Sebi modifies trading norms in Mutual Funds with effect from Jan 2021

The regulatory has modified guidelines right from Net Asset Value (NAV) across various schemes, trade execution by AMCs to pool orders.

Sep 18, 2020 04:09 IST India Infoline News Service

The market regulator Securities and Exchange Board of India (Sebi) has introduced new norms in the mutual fund industry. The regulatory has modified guidelines right from  Net Asset Value (NAV) across various schemes, trade execution by AMCs to pool orders.

Here is the list of latest guidelines issued by the Sebi on its website:

1. It has been decided that in respect of the purchase of units of mutual fund schemes (except liquid and overnight schemes), closing NAV of the day shall be applicable on which the funds are available for utilization irrespective of the size and time of receipt of such application. The existing provision on NAV applicability for liquid and overnight funds and cut-off timings for all schemes shall remain unchanged.

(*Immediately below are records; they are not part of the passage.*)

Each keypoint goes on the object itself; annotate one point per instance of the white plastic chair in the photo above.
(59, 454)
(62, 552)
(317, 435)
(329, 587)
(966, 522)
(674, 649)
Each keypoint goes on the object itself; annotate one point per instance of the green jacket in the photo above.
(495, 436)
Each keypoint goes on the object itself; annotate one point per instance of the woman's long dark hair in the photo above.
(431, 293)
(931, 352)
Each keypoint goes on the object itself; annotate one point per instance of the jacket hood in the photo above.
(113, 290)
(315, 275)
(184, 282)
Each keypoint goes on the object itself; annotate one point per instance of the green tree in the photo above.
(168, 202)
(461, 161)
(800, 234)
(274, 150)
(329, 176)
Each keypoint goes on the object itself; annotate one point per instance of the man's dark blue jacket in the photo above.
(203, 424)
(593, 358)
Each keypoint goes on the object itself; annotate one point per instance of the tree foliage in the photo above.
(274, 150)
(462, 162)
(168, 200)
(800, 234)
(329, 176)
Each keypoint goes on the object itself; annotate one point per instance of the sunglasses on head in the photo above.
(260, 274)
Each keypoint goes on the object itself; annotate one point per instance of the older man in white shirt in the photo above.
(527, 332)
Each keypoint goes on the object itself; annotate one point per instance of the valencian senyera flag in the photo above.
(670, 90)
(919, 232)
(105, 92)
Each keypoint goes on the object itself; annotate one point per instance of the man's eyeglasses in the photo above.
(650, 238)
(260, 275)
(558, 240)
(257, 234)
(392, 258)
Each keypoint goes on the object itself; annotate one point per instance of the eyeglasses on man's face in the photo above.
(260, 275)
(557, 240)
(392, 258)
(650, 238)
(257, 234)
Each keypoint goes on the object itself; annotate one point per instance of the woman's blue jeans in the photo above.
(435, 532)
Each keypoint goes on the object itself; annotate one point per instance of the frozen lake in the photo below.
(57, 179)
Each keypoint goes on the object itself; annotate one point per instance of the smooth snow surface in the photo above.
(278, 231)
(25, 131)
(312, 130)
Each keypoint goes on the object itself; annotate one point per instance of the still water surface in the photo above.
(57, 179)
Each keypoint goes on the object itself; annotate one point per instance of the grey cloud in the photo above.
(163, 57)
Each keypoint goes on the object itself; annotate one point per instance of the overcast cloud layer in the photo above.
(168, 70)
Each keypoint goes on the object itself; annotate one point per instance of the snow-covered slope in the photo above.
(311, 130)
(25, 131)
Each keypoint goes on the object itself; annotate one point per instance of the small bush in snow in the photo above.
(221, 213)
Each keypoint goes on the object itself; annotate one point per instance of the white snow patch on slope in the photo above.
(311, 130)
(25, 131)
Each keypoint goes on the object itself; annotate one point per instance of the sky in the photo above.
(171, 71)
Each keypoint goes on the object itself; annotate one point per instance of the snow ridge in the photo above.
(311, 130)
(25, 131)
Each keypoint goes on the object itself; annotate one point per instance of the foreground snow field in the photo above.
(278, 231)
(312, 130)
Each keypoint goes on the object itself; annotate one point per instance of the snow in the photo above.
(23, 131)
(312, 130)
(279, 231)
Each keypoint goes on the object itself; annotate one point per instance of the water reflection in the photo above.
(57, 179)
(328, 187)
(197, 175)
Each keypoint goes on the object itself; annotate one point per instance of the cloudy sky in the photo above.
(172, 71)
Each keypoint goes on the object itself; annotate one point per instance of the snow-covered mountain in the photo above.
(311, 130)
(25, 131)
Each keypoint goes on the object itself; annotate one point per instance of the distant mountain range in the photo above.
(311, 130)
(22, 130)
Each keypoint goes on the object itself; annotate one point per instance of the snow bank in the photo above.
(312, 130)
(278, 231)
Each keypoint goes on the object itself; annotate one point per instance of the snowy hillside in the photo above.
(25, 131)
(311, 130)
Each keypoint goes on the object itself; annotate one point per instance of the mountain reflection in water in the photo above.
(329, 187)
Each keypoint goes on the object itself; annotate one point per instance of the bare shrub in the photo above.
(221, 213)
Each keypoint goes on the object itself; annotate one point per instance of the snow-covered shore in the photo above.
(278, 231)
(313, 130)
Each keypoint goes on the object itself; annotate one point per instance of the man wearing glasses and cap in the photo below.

2. It has been decided that AMC shall put in place a written-down policy which inter-alia detail the specific activities,  role and responsibilities of various teams engaged in fund management, dealing, compliance, risk management, back-office, etc., with regard to order placement, execution of an order, trade allocation amongst various schemes and other related matters.

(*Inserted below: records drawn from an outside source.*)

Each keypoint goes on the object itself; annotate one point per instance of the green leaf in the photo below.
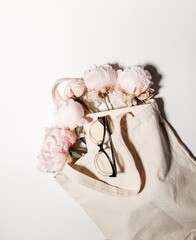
(77, 134)
(83, 150)
(83, 140)
(74, 154)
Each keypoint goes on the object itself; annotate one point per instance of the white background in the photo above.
(41, 41)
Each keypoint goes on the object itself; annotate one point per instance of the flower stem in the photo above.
(84, 105)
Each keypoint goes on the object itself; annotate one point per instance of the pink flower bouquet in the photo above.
(101, 86)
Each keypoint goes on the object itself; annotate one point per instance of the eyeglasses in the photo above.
(105, 161)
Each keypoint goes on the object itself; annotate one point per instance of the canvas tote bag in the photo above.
(154, 193)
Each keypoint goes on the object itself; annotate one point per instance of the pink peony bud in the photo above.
(134, 81)
(75, 88)
(101, 79)
(69, 115)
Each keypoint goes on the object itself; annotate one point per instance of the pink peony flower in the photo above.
(75, 88)
(69, 114)
(134, 82)
(101, 79)
(54, 151)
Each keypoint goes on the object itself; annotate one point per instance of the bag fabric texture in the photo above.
(154, 193)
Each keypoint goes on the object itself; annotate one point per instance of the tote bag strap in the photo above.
(57, 98)
(94, 183)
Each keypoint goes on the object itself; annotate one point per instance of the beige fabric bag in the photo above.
(153, 195)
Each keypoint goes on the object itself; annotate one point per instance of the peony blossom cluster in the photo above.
(122, 88)
(100, 84)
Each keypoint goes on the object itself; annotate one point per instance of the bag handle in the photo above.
(57, 98)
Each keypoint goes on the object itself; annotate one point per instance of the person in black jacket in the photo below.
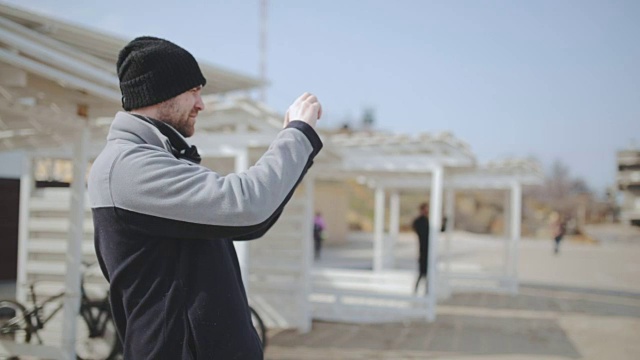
(421, 228)
(165, 225)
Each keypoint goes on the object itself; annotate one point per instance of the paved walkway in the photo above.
(582, 304)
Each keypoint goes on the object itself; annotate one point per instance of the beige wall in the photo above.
(331, 199)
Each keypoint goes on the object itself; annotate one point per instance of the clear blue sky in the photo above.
(554, 79)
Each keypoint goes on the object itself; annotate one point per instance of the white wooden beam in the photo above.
(59, 76)
(55, 58)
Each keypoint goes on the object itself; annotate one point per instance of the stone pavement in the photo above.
(582, 304)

3. AMCs shall use an automated Order Management System (hereinafter referred to as ‘OMS’), wherein the orders for equity and equity-related instruments of each scheme shall be placed by the fund manager(s) of the respective schemes. In case a fund manager is managing multiple schemes, the fund manager shall necessarily place scheme wise order. 

4. Orders by the dealer can be placed either for each scheme individually or pooled on the basis of orders from multiple schemes. The trade allocation policy of the AMCs shall inter-alia detail (i) specific situations (not generic) wherein the orders by dealers shall be placed for each scheme individually or pooled from multiple schemes, (ii) the timeline to be considered for pooling of orders in case of multiple schemes.

5. In the case of pooled orders, post allocation of trades shall be on a pro-rata basis as per the size of the order placed. The said allocation shall be based on a weighted average price. The policy shall clearly include scenarios/situations (e.g. redemption pressure) in which deviation from the allotment of units on a pro-rata basis would be permissible, if at all.

6. In case of scenarios, wherein, the mutual funds are required to place certain margins/collaterals in order to execute certain transactions, the policy shall include details on how such margins/collaterals shall be segregated/placed from amongst various schemes, without affecting the interest of investors of any scheme.

7. Audit trail of activities related to order placement, trade execution and allocation shall be available in the system. Further, there should be time stamping with respect to the order placed by the fund manager, order placed by dealer, order execution and trade allocation.

The above-mentioned circular will come into effect from January 01, 2021.